É uma estratégia arriscada, a de António Costa, que coloca o país em risco de colapsar, financeiramente, mais uma vez, assim que a economia começar a entrar no ciclo de crise. Porque é que desvalorizamos esse risco? Porque António Costa enveredou igualmente, em 2015, por uma estratégia arriscada de formação de um governo minoritário com o inédito apoio do PCP e o BE. Poucos foram os que acreditaram que chegaria até ao fim da legislatura, mesmo que agora alguns digam que o perceberam. Parecia uma tarefa impossível mas foi possível.

Tendo sido viável fazer uma legislatura com o apoio da esquerda, parece mais fácil controlar as finanças públicas. Mas não é. Aquilo a que assistimos até agora foi ao aproveitamento da margem deixada pelos anos da troika, aliada à vontade do PCP de reconquistar poderes que estavam sob ameaça, designadamente no universo sindical.
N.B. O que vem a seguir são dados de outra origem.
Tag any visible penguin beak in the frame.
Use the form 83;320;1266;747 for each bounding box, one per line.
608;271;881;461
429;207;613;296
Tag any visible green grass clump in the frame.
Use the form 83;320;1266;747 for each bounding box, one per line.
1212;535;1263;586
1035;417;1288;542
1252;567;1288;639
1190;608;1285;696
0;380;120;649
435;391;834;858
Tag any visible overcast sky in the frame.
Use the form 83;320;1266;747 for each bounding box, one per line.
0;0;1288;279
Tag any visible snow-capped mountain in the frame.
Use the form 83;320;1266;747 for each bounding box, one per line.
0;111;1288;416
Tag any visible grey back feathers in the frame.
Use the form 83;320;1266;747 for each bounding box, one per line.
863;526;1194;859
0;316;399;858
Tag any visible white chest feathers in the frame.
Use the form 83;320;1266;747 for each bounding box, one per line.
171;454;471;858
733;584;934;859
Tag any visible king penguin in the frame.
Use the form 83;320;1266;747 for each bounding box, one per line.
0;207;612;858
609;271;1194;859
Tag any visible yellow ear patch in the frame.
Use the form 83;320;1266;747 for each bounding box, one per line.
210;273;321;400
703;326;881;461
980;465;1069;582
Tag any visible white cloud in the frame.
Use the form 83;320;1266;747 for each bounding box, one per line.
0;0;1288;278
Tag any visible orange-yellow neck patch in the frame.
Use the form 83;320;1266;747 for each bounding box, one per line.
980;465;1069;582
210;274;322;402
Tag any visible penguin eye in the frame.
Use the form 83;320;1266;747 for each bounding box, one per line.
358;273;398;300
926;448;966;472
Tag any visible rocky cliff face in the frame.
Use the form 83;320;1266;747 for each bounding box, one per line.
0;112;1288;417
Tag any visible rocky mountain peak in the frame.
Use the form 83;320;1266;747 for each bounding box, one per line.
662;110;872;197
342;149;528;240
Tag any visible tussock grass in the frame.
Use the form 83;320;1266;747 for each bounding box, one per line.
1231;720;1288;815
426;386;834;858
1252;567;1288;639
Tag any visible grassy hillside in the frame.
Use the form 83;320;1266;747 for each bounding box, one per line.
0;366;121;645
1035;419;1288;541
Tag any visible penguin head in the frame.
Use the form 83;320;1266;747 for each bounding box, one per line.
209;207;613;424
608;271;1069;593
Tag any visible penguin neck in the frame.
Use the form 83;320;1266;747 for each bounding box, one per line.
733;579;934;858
Quando não houver nada para distribuir, quando já não for possível disfarçar que os impostos globais não baixam mas estão apenas a ser distribuídos de forma diferente, quando atingir objectivos do défice público exigir medidas impopulares, o entendimento torna-se bastante mais difícil. E já nem estamos a falar das medidas impopulares que todos sabem que têm de ser tomadas, como por exemplo na segurança social, e que estão a ser adiadas.
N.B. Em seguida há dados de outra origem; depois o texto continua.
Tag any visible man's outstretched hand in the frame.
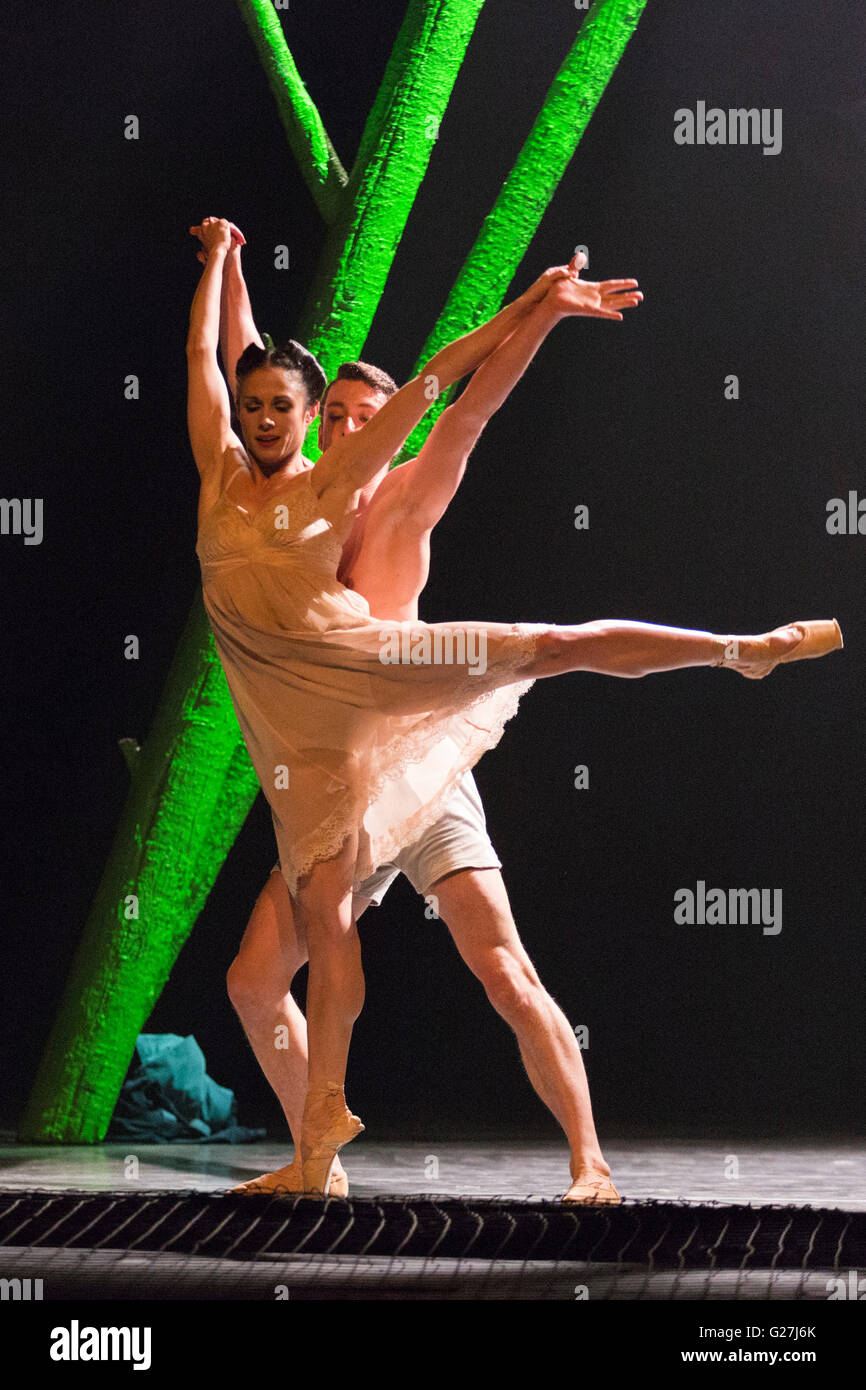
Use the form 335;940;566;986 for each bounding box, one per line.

Bruxelas também terá um limite para o seu fingimento, o tal fingimento que indirectamente António Costa recomendou aos italianos que copiassem. Mas Bruxelas não tem apenas um problema de contas com Itália, parece querer também, através das contas, combater os partidos que tomaram o poder em Roma. Um erro brutal que corre o risco de alimentar ainda mais os nacionalismos e os partidos que se quer tirar do poder.
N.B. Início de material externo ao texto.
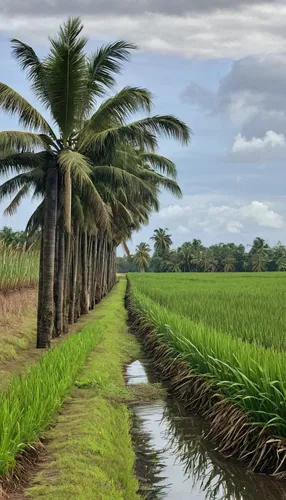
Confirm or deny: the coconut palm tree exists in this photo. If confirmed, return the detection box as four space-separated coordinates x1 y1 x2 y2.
0 18 190 347
222 248 236 273
178 241 193 272
251 246 268 273
133 242 151 273
191 238 203 272
201 249 218 273
150 227 173 256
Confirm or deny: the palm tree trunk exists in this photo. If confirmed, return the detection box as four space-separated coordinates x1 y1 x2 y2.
63 232 71 333
81 231 89 314
69 225 79 324
90 235 98 309
37 168 58 349
55 221 65 337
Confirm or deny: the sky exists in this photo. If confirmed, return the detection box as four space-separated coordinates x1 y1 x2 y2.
0 0 286 251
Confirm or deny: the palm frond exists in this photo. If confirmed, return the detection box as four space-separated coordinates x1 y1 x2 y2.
0 168 44 200
88 40 137 95
79 40 136 119
140 170 182 198
26 200 45 237
0 83 54 137
78 120 158 153
0 152 49 174
46 17 87 141
121 240 131 258
139 151 177 179
83 87 152 133
92 165 156 197
58 149 91 186
11 38 50 109
128 115 192 144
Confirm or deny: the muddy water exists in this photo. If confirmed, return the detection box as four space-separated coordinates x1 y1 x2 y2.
127 360 286 500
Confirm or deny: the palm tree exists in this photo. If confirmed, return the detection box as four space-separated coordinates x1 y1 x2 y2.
222 248 236 273
178 241 193 272
201 249 218 273
251 250 268 273
133 242 151 273
191 238 203 272
150 227 173 257
0 18 190 347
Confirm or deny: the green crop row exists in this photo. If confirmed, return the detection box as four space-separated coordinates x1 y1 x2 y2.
129 274 286 437
0 312 107 476
0 244 39 291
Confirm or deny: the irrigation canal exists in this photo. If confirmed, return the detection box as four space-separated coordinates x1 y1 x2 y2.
126 357 286 500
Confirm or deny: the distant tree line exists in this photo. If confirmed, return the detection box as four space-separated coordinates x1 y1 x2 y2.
117 228 286 273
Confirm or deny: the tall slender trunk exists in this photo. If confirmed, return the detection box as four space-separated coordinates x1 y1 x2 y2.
69 225 79 323
90 235 98 309
37 168 58 349
95 235 103 304
63 232 71 333
87 235 94 309
37 229 44 329
74 231 82 321
55 217 65 337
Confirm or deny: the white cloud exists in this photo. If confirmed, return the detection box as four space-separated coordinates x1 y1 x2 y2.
226 130 286 162
0 2 286 59
157 193 284 239
226 220 243 234
239 201 284 229
232 130 286 153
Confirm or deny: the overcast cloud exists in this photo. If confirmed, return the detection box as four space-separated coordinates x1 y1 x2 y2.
0 0 286 59
0 0 286 250
1 0 282 16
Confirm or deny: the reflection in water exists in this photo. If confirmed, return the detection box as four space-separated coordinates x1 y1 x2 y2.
128 363 286 500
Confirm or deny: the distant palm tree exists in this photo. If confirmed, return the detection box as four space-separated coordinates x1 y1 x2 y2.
201 249 218 273
150 227 173 255
277 254 286 271
222 248 236 273
178 241 193 272
251 247 268 273
192 238 203 272
133 242 151 273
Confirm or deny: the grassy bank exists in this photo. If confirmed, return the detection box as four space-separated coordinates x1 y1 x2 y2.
129 275 286 475
25 279 141 500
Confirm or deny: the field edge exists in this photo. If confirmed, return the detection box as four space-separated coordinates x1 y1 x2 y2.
125 276 286 479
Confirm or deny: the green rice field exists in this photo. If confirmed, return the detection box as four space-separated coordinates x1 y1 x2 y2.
0 242 39 292
128 273 286 438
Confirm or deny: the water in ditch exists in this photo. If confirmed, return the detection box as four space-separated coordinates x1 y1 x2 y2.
126 359 286 500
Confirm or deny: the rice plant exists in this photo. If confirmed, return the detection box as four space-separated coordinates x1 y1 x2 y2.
0 242 39 292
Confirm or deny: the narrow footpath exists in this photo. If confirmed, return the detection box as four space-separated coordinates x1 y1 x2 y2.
11 277 156 500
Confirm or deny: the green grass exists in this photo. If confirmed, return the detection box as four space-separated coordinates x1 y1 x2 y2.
0 243 39 292
129 273 286 438
132 273 286 349
26 279 139 500
0 284 124 476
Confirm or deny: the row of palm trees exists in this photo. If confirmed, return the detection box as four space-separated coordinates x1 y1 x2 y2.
0 18 190 348
133 228 286 272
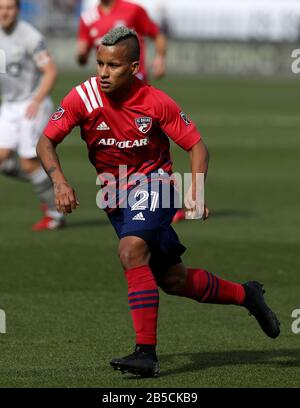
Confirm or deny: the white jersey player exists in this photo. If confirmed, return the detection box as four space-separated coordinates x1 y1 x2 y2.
0 0 64 230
Por todos estes motivos, a estratégia de António Costa dos últimos quase quatro anos não pode ser replicada por mais quatro. Para continuar no poder com sucesso e sem perder o capital de credibilidade que ganhou, António Costa precisa de ter uma maioria absoluta. Para fazer o que precisa de fazer, para evitar um novo colapso financeiro do país.